The Other Pay for Success: The Promise and Peril of Paying for Outcomes

Social impact bonds and pay-for-success are often viewed as synonymous. They shouldn’t be. There is another version of pay-for-success that has been around much longer, is far more widespread, and may be the future of social impact bonds.

Outcomes-based funding – payments to social service and other providers based at least in part on the results they achieve – is an idea that has been around for decades. Unfortunately, the history of this other version of pay-for-success has been far from universally positive.

If the futures of these two very different forms of pay-for-success become increasingly intertwined, it will be important to understand their respective strengths and weaknesses. While the two ideas can be highly synergistic, there is also a substantial risk of recreating the failures of the past.

Two Approaches: Similar, but Different

On the surface, social impact bonds (SIBs) and more traditional outcomes-based funding systems are very similar. Both involve governments paying other (often nonprofit) entities for services that are based at least partly on results.

But there are also a number of important differences. SIBs, at least as they are commonly understood in the United States, typically involve third-party private financing and rely on rigorous external evaluations to determine their impact. By contrast, outcomes-based funding systems usually lack third-party financing and rely on validated administrative data to determine payments.

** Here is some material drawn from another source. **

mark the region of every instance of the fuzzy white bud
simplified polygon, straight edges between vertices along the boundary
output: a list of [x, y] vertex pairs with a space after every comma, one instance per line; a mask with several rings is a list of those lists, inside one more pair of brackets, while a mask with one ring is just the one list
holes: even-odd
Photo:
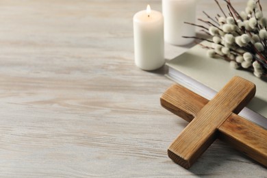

There is also a significant difference in scale. While SIBs are currently experiencing significant growth, fewer than a dozen are actually operational in the United States and only two have shown any results so far (in Rikers Island and Salt Lake County). By contrast, outcomes-based funding systems are already operating at scale, affecting perhaps hundreds of billions of dollars in annual public funding, including in education, job training, social services, and health care, the last of which by itself comprises a substantial portion of the U.S. economy.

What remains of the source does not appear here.